Несмотря на сдержанность и такт Грэма, мне не хотелось оставаться с ним рядом, мне следовало уйти подальше от опасного соседства. Я дождалась удобной минуты, встала и ушла. Возможно, он подумал, возможно, он даже понял, что за шляпой и шалью скрывается Люси; уверен он в этом не был, поскольку не видел моего лица.
Кажется, духу перемен и беспокойства пора было угомониться. А мне самой не пора ли было сдаться и отправиться обратно, домой, под надежную крышу? Ничуть не бывало. Одна мысль о моем ложе вызывала у меня дрожь отвращения; я старалась всеми средствами от нее отвлечься. К тому же я сознавала, что нынешний спектакль еще не закончился — едва лишь прочитан пролог; на устланной травою сцене царила тайна; новые актеры прятались за кулисами и ждали выхода.

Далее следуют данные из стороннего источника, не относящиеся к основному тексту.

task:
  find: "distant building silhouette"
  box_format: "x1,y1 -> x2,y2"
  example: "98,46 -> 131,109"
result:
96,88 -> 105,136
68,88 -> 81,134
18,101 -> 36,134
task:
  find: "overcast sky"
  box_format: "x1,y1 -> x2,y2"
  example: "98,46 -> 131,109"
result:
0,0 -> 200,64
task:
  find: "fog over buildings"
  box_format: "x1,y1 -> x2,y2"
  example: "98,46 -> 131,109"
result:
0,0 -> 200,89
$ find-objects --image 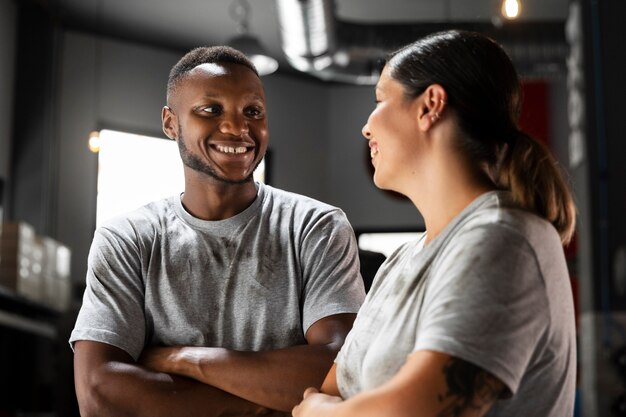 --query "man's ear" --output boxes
[417,84,448,131]
[161,106,178,140]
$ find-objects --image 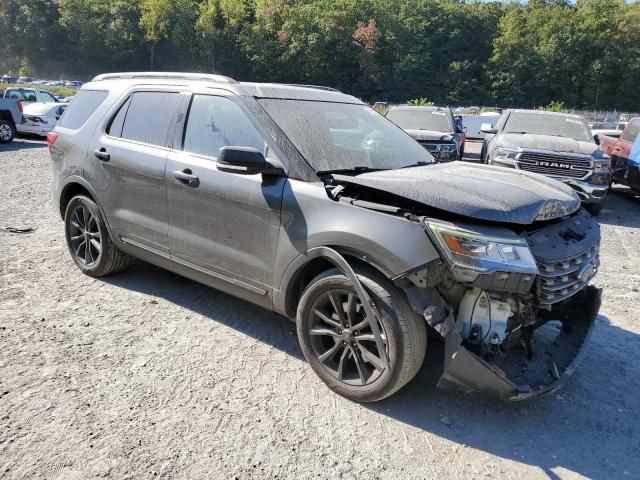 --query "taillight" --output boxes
[47,132,58,153]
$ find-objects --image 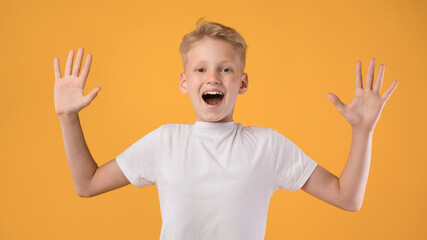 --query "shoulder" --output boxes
[239,123,277,137]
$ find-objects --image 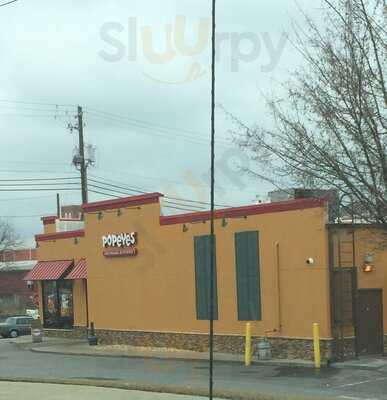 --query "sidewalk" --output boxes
[0,382,221,400]
[10,336,313,367]
[9,336,387,370]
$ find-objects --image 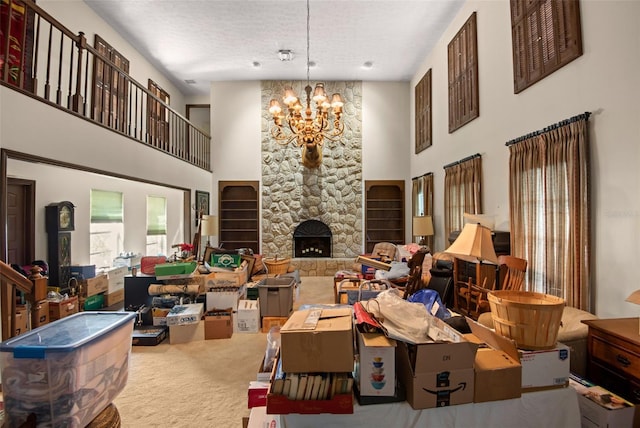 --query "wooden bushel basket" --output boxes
[487,290,565,350]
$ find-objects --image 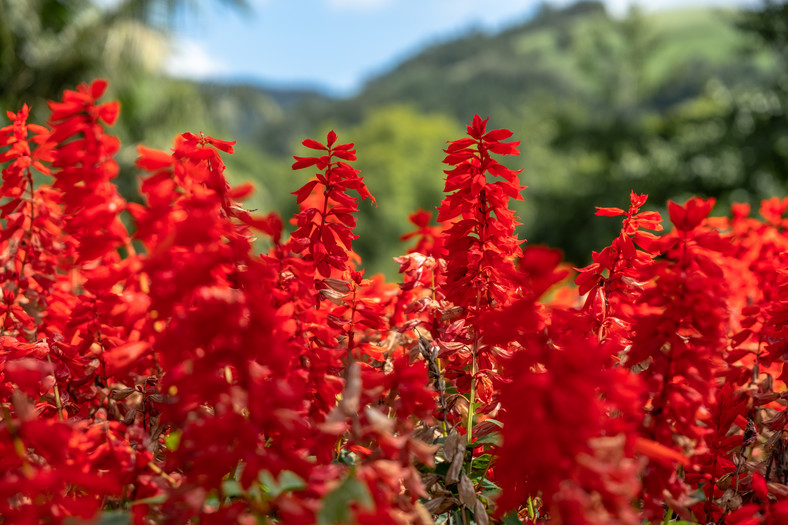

Так думала я, так мне подсказывало предчувствие.
Я брела без цели, куда ни подталкивало меня безучастное сборище, и наконец вышла на поляну, где деревья стояли группками или поодиночке. Здесь толпа поредела. До поляны едва долетала музыка, почти не достигал свет фонарей, но звуки ночи заменяли музыку, а полная яркая луна делала ненужными фонари. Здесь располагались почтенные буржуа, больше семьями, к иным жались выводки детей, которых они не отваживались вести в толчею.
Три стройных вяза, почти сплетаясь стволами, столь близко росли они друг к другу, распростерли шатер листвы над зеленым холмом, где стояла довольно большая скамья, занятая, однако, лишь одной особой, тогда как остальные, пренебрегая счастливой возможностью усесться, почтительно расположились поблизости. В их числе была и дама, державшая за руку девочку.
Девочка вертелась, тянула спутницу за руку, немыслимо дергалась и извивалась. Ее выходки привлекли мое внимание и показались знакомыми; я вгляделась пристальней — знакомым показалось мне и ее одеяние. Лиловая шелковая пелеринка, боа лебяжьего пуха, белый капор — все это составляло праздничный наряд слишком хорошо известного мне херувимчика и головастика — Дезире Бек, а предо мной была именно Дезире Бек либо бесенок, принявший ее облик.
Открытие поразило меня словно гром с ясного неба, но меня ждало новое потрясение. Я буквально остолбенела, когда поняла, чьи пальцы так нещадно терзала прелестная Дезире, чью перчатку так беспечно рвала, чью руку так безнаказанно дергала и чей подол так бессовестно топтала. Конечно же, это были пальцы, перчатка, рука и подол ее достопочтенной матушки. В индийской шали и зеленом капоре, свежая, осанистая, безмятежная, рядом с ней стояла собственной персоной мадам Бек.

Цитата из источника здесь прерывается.